Turbulence strength in ultimate Taylor-Couette turbulence

We provide experimental measurements for the effective scaling of the Taylor-Reynolds number within the bulk $\text{Re}_{\lambda,\text{bulk}}$, based on local flow quantities as a function of the driving strength (expressed as the Taylor number Ta), in the ultimate regime of Taylor-Couette flow. The data are obtained through flow velocity field measurements using Particle Image Velocimetry (PIV). We estimate the value of the local dissipation rate $\epsilon(r)$ using the scaling of the second order velocity structure functions in the longitudinal and transverse direction within the inertial range---without invoking Taylor's hypothesis. We find an effective scaling of $\epsilon_{\text{bulk}} /(\nu^{3}d^{-4})\sim \text{Ta}^{1.40}$, (corresponding to $\text{Nu}_{\omega,\text{bulk}} \sim \text{Ta}^{0.40}$ for the dimensionless local angular velocity transfer), which is nearly the same as for the global energy dissipation rate obtained from both torque measurements ($\text{Nu}_{\omega} \sim \text{Ta}^{0.40}$) and Direct Numerical Simulations ($\text{Nu}_{\omega} \sim \text{Ta}^{0.38}$).
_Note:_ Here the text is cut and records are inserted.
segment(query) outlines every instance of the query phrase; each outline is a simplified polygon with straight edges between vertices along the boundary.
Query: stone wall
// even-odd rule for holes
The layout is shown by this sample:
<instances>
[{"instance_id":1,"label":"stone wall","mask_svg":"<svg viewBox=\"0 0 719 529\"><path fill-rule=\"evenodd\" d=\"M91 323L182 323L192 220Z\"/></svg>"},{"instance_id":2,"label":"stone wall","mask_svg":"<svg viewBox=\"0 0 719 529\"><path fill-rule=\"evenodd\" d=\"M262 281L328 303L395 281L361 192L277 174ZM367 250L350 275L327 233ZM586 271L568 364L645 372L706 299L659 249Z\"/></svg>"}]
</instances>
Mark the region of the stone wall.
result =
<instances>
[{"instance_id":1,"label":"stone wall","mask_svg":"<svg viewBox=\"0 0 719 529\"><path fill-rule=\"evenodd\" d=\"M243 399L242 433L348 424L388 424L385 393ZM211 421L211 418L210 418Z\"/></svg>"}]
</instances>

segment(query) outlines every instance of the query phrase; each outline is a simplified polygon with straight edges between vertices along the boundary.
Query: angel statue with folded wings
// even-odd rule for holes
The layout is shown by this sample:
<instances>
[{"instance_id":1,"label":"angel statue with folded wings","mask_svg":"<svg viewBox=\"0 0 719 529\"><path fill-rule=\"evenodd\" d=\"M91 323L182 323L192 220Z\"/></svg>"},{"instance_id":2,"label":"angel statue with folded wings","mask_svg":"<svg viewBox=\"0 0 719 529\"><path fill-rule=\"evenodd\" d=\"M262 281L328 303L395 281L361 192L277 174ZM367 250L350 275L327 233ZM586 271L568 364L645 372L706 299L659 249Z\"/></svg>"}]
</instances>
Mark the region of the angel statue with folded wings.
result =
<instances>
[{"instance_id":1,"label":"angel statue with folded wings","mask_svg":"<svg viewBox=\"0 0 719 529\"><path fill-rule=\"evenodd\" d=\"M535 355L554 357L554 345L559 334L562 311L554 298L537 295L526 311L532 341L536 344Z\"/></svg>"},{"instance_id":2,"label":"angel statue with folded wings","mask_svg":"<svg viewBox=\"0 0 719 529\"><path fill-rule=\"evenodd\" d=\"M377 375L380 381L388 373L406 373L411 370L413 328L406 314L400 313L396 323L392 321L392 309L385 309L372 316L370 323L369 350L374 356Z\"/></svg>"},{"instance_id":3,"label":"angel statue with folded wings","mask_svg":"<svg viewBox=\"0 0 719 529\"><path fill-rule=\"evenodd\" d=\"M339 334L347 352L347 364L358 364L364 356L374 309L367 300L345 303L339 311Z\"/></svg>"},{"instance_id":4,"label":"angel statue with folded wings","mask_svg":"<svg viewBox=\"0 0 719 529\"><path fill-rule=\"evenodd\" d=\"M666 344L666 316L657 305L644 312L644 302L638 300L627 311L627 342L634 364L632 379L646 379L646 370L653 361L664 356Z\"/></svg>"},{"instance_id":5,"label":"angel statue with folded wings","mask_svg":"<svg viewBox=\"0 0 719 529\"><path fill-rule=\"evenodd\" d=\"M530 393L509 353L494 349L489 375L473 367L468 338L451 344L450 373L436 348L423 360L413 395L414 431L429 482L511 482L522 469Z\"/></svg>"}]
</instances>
The resulting Kolmogorov length scale is then found to scale as $\eta_{\text{bulk}}/d \sim \text{Ta}^{-0.35}$ and the turbulence intensity as $I_{\theta,\text{bulk}} \sim \text{Ta}^{-0.061}$. With both the local dissipation rate and the local fluctuations available we finally find that the Taylor-Reynolds number effectively scales as Re$_{\lambda,\text{bulk}}\sim \text{Ta}^{0.18}$ in the present parameter regime of $4.0 \times 10^8 < \text{Ta} < 9.0 \times 10^{10}$.